Com o fim das correções de emergência, a queda se desacelerou e o Ibovespa terminou o dia aos 61.597,05 pontos, em queda de 5.943,20 pontos. O resultado representou perda percentual de 8,8%, a maior em um único dia desde 22 de outubro de 2008, última vez em que o circuit breaker havia sido acionado. O volume de negócios somou R$ 24,8 bilhões, o triplo da média diária de maio.

O Ibovespa recuou de uma queda de 9% para em torno de 7% com a intensificação das especulações que davam como certa a renúncia do presidente após a denúncia de apoio à compra do sigilo do ex-deputado Eduardo Cunha. Em um discurso iniciado pouco depois das 16h, o presidente adotou um tom de indignação ao combater as acusações. Disse que não renunciaria, que não comprou o silêncio de ninguém e que não precisa de foro privilegiado. Ainda qualificou os áudios da delação como “clandestinas”. Encerrado o depoimento, o índice voltou a acelerar as perdas.
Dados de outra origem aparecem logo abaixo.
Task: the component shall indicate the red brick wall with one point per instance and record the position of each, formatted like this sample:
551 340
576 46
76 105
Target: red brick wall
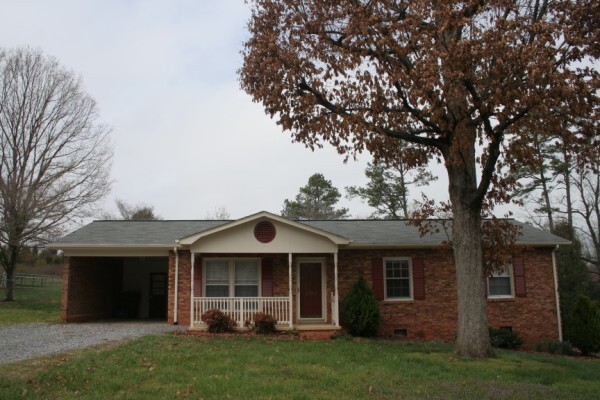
435 317
534 315
91 288
184 288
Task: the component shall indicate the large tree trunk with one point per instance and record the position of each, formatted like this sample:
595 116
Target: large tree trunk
9 256
473 337
10 284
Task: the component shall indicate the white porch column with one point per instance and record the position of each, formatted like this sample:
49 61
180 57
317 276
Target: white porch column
192 316
290 291
176 291
336 312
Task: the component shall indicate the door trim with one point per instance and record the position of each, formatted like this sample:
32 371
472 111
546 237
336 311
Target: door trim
323 289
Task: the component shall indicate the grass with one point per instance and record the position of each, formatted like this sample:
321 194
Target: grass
32 304
157 367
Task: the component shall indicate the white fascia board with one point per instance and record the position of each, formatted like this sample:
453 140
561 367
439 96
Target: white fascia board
112 250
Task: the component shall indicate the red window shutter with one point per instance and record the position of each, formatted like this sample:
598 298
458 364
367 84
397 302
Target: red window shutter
267 277
418 279
519 273
485 283
377 276
198 277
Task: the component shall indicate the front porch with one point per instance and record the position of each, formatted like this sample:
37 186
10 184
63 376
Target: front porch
260 264
243 309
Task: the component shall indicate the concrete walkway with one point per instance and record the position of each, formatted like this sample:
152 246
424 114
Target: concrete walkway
24 341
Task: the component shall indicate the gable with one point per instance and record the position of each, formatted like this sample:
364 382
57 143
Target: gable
243 238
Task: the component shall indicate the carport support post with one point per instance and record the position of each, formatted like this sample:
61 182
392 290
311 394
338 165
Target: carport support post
336 311
290 291
192 317
176 293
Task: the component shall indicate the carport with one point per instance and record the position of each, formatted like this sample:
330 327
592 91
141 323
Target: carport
114 287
“O grande problema é que não temos ideia do que vai acontecer daqui em diante. É um problema sério, que pode causar uma brutal destruição de valor das companhias brasileiras”, disse Álvaro Bandeira, economista-chefe da Modalmais.

As quedas foram generalizadas na bolsa, só poupando ações de empresas exportadoras, que refletiram a alta de 8,07% do dólar ante o real. Fibria ON (+11,48%) e Suzano PNA (+9,86%) foram as principais altas do Ibovespa. Vale ON e PNA subiram 0,07% e 0,39%, respectivamente, também refletindo a alta do dólar.

As ações de empresas estatais, que refletem em grande parte o risco político, se destacaram em queda. Banco do Brasil ON caiu 19,91%, enquanto Eletrobras ON perdeu 20,97%. As ações da Petrobras perderam 11,37% (ON) e 15,76% (PN). Já a mineira Cemig perdeu 20,43% (PN)

Com o resultado, o Ibovespa anulou todos os ganhos de maio e passa a contabilizar perda de 5,82% em maio e uma alta de 2,27% em 2017.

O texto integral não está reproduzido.